Using varnish as a http cache

wlanboy

Content Contributer
This is not a planned tutorial but a start of a discussion how low end vps can serve as web frontends.

Many people like to use event-driven webservers like lighttpd or ngix other do prefer process-based webservers like apache. Both do have their advantages but only the first do have the image of low resource consuming webservers.

This post is based on this discussion. Thank you vanarp for pointing me to this topic.

First of all: What is varnish?

Answer: There is a good video about it.

If you look to e.g. a blog most of the time the content delivered to the visitor does not change. But everytime ruby or php is calling the database and glues the pieces together. Varnish is caching the html response to decrease the load of the server.

So the basic scenario would be that we buy a second vps to run varnish on it.

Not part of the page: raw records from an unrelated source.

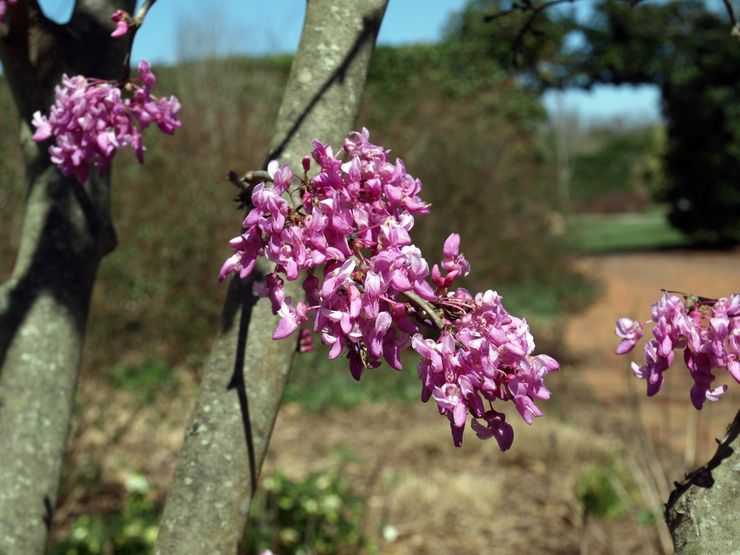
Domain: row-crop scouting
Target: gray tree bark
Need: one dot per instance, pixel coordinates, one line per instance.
(229, 430)
(44, 304)
(703, 512)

I know if you have enough RAM varnish can run on the same server but I want to point to something with this scenario.

Because in these days we do have two advantages - if you are using the right provider:

  • Offloaded MySQL servers
  • local unmetered network
So a second vps can run varnish which is calling the first vps through local network:


visitor -> varnish vps -> application vps -> offloaded MySQL server

Second and third communication through local LAN.

Looks like you do not need a 512 MB box for a well known blog.

Back to varnish:

Installation is easy:


curl http://repo.varnish-cache.org/debian/GPG-key.txt | apt-key add -
echo "deb http://repo.varnish-cache.org/ubuntu/ lucid varnish-3.0" >> /etc/apt/sources.list
apt-get update
apt-get install varnish

The configuration is splitted between two files:

  • /etc/default/varnish
  • /etc/varnish/default.vcl
Basic configuration is handled in /etc/default/varnish:


DAEMON_OPTS="-a :80 \
-T localhost:6082 \
-f /etc/varnish/default.vcl \
-S /etc/varnish/secret \
-s file,/var/lib/varnish/$INSTANCE/varnish_storage.bin,1G"

# -a ${VARNISH_LISTEN_ADDRESS}:${VARNISH_LISTEN_PORT} \
# -T ${VARNISH_ADMIN_LISTEN_ADDRESS}:${VARNISH_ADMIN_LISTEN_PORT} \
# -f ${VARNISH_VCL_CONF} \
# -S ${VARNISH_SECRET_FILE} \
# -s ${VARNISH_STORAGE}"

If you want to use the RAM for the cache storage alter the last line to:


-s malloc,100M"
Using:
K, k The size is expressed in kilobytes
M, m The size is expressed in megabytes
G, g The size is expressed in gigabytes

Next file is /etc/varnish/default.vcl which is used to define how the cache should work.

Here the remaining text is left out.